THE PAST OF A MOUNTAIN, ATALAYA OF CULTURES
The mountain of Sant Julià de Ramis, today also known as the mountain of Sants Metges, enjoys a privileged location, dominating the plain of Gironès and Empordà, with visual contact with the Pyrenees, with the Costa Brava and caressed by the mountain massif of Las Gavarres, as it always highlights its connectivity, its beautiful location and therefore its great strategic value. This ample natural space is covered by a great leafy forest species, white pine, Mediterranean holm oak, ash, oak and riverbank forests near the river Ter pass, which provide aromas of bucolic nature around the new business project.
Later the Romans established a castle, taking advantage of the visual dominion of the lands and the route of Via Augusta, until they descended to the plain to found the great city, Gerunda.
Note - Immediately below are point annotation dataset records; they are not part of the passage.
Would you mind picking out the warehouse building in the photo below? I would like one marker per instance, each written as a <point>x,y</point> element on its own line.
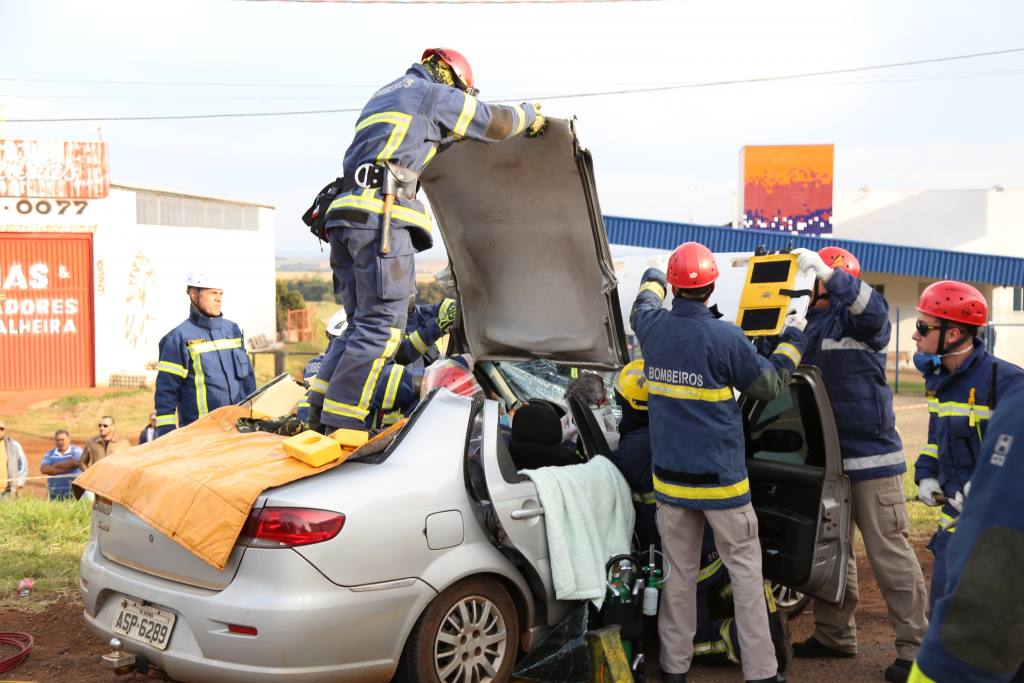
<point>92,274</point>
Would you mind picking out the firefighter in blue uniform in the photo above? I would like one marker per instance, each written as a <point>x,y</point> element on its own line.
<point>335,328</point>
<point>848,333</point>
<point>397,381</point>
<point>692,361</point>
<point>964,383</point>
<point>203,361</point>
<point>376,223</point>
<point>977,629</point>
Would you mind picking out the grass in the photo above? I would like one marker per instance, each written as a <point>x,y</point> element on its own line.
<point>41,540</point>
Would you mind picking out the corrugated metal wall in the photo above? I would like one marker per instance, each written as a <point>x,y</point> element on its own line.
<point>875,257</point>
<point>46,326</point>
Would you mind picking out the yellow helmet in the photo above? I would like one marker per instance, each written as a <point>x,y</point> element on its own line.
<point>631,383</point>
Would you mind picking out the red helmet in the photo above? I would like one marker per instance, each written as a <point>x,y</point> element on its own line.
<point>954,301</point>
<point>837,257</point>
<point>458,62</point>
<point>691,265</point>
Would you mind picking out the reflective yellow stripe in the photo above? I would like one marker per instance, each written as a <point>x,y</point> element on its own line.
<point>520,119</point>
<point>393,380</point>
<point>790,351</point>
<point>951,409</point>
<point>398,120</point>
<point>172,368</point>
<point>344,410</point>
<point>417,341</point>
<point>363,409</point>
<point>468,111</point>
<point>710,570</point>
<point>367,202</point>
<point>429,157</point>
<point>702,493</point>
<point>651,286</point>
<point>215,345</point>
<point>687,392</point>
<point>918,676</point>
<point>197,356</point>
<point>946,522</point>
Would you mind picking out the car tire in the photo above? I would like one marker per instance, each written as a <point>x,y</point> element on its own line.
<point>470,632</point>
<point>791,602</point>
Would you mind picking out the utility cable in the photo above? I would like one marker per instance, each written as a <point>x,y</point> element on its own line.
<point>578,95</point>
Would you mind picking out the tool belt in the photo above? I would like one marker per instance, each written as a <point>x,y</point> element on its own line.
<point>392,178</point>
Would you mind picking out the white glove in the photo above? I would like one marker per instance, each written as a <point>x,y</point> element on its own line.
<point>796,321</point>
<point>961,498</point>
<point>928,489</point>
<point>809,261</point>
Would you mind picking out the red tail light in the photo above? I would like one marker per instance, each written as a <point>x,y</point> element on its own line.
<point>287,527</point>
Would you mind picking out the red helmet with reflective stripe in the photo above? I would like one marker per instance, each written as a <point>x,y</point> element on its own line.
<point>691,265</point>
<point>950,300</point>
<point>837,257</point>
<point>458,62</point>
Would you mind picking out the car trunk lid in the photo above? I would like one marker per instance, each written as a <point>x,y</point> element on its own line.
<point>126,539</point>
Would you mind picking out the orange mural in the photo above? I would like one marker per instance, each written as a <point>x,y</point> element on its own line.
<point>787,187</point>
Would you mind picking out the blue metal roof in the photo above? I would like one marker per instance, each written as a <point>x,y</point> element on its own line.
<point>873,256</point>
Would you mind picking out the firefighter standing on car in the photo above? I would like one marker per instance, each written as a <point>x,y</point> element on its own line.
<point>203,361</point>
<point>692,361</point>
<point>376,223</point>
<point>976,631</point>
<point>964,383</point>
<point>848,333</point>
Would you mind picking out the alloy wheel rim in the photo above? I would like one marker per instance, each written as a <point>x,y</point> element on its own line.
<point>470,643</point>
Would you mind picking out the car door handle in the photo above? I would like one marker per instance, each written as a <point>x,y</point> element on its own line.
<point>527,513</point>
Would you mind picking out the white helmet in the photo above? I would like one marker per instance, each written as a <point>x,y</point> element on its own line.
<point>201,280</point>
<point>337,324</point>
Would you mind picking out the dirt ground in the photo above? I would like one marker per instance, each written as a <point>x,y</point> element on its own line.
<point>66,650</point>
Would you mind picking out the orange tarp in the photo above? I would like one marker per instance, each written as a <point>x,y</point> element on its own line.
<point>198,484</point>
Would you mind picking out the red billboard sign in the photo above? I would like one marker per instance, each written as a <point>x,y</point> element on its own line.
<point>54,169</point>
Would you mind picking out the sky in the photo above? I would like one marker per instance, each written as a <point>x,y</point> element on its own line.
<point>671,155</point>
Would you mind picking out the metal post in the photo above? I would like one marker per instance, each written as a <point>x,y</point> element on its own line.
<point>897,349</point>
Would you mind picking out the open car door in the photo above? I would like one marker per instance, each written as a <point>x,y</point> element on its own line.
<point>799,491</point>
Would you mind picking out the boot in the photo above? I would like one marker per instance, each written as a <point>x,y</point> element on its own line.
<point>898,671</point>
<point>813,648</point>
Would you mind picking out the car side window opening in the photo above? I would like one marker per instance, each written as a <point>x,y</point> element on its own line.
<point>787,429</point>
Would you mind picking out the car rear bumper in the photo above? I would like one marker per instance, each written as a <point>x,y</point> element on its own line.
<point>308,628</point>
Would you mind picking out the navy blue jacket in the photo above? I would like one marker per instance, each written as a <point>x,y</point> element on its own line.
<point>975,631</point>
<point>203,366</point>
<point>693,361</point>
<point>847,341</point>
<point>956,424</point>
<point>404,122</point>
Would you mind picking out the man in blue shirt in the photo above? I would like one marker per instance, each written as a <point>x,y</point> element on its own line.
<point>61,464</point>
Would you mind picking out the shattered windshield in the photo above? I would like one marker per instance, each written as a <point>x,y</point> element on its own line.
<point>544,379</point>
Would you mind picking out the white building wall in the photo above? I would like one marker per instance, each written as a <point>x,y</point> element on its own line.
<point>139,281</point>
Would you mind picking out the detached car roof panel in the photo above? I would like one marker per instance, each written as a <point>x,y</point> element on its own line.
<point>524,233</point>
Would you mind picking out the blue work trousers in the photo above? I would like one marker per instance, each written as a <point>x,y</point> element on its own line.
<point>375,292</point>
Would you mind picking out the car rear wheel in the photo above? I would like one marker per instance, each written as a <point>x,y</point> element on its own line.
<point>468,634</point>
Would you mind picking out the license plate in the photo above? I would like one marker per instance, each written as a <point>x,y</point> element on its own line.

And the mountain had different names over two millennia, Castellum, Castellum Fractum ... and since 1019 the Romanesque church is also present in the mountain, with works of improvements and extensions of the sacristy and the new belfry, dated of the XVI-XVIII centuries. Dedicated now to Sants Metges, San Cosme and San Damián, Persian martyrs of the 4th century, patrons of medicine.
The coexistence between this natural environment of the mountain and people is a common fact for thousands of years. And it is not by chance. In this privileged space, and therefore an exceptional place, past, present and future coexist. It is 100 years since the first archaeological excavation where our origins were discovered, as the ancient inhabitants of the Iberian Oppidum, were those of a village fortified on a hill with a stretch of wall and cabins, called Kerunta.
The visit to the excavations of the Iberian town, converted into an open-air cultural space and the Romanesque hermitage are current resources of a visit to the mountain, also called Sants Metges, an excellent complement to the new project. In 2009 it was declared by the Generalitat de Catalunya, Cultural Asset of National Interest (BCIN) for the enormous archaeological and historical value of the mountain.